Ao amanhecer o povo marchou rumo ao recomeço, foram dias de viagem, levou mais tempo que o esperado, uma vez que eram tantas pessoas. O trio lidava com a segurança e a gestão daquelas pessoas, administraram o grupo durante todo o tempo, um trabalho cansativo e desgastante. Quando finalmente chegaram nos pés da dita montanha, Frieda já tinha uma idéia de como alocaria o povo, ela escolheu algumas pessoas para ajudá-la no processo e os deixaria responsável por cuidar da população quando ela partisse. A garota saiu para analisar e reconhecer o terreno, depois se reuniu com Ignaz e Hansel para decidir como repartiram as terras, após fazer isso era hora de iniciar a construção de um acampamento improvisado. alguns dia após chegarem naquele lugar, Erna apeou de seu cavalo, havia sido enviada sob recomendação de Klaus, o Inquisidor, ela ajudou na recuperação dos danos físicos infligidos a população e implementou normas de higiene e saneamento para evitar o surgimento de doenças.

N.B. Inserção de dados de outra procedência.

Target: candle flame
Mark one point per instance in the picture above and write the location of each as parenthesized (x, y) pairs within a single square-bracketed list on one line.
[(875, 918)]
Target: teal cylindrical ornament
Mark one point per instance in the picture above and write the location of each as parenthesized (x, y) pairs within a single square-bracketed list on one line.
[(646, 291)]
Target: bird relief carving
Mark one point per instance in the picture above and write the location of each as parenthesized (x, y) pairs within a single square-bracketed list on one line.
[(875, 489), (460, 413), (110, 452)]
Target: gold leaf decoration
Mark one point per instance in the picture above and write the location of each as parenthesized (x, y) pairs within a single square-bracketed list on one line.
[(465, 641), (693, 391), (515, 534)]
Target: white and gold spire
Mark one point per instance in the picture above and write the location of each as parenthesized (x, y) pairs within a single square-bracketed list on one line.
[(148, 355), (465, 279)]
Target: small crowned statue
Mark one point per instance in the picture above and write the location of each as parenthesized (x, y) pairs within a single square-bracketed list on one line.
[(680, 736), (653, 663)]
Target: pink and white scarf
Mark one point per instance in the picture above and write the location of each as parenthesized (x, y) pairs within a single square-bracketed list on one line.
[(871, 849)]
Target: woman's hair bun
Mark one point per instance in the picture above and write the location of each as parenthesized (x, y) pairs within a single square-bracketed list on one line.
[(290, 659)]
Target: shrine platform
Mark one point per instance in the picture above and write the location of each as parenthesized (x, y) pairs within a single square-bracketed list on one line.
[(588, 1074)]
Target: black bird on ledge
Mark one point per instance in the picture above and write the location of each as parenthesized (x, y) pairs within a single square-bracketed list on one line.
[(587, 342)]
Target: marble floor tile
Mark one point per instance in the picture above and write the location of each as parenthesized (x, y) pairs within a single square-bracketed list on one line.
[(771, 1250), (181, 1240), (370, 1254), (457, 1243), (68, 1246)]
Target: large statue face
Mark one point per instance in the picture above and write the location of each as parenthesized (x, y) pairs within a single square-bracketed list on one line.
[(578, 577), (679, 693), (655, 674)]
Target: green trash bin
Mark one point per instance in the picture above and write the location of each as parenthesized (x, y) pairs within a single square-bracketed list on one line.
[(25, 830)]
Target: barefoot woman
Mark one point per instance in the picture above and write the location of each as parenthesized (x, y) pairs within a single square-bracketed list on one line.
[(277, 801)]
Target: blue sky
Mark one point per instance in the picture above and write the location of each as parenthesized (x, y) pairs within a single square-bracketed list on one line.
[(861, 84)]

O trabalho árduo deu para aquelas pessoas algo para ocupar suas mentes e um novo propósito, elas se empenharam e se deixaram levar pelo ritmo do trio, em pouco mais de um mês enviados da guilda vieram fazer seu trabalho, a condessa também enviou algumas pessoas, até mesmo o príncipe ajudou com recursos, como era esperado. O lar daqueles que antes não passavam de um bando de desesperados começou a ganhar forma e se fez necessário que atribuíssem um novo nome, o povo decidiu por chamar aquele lugar de Lichtblick, pois foi ali onde encontraram um raio de esperança.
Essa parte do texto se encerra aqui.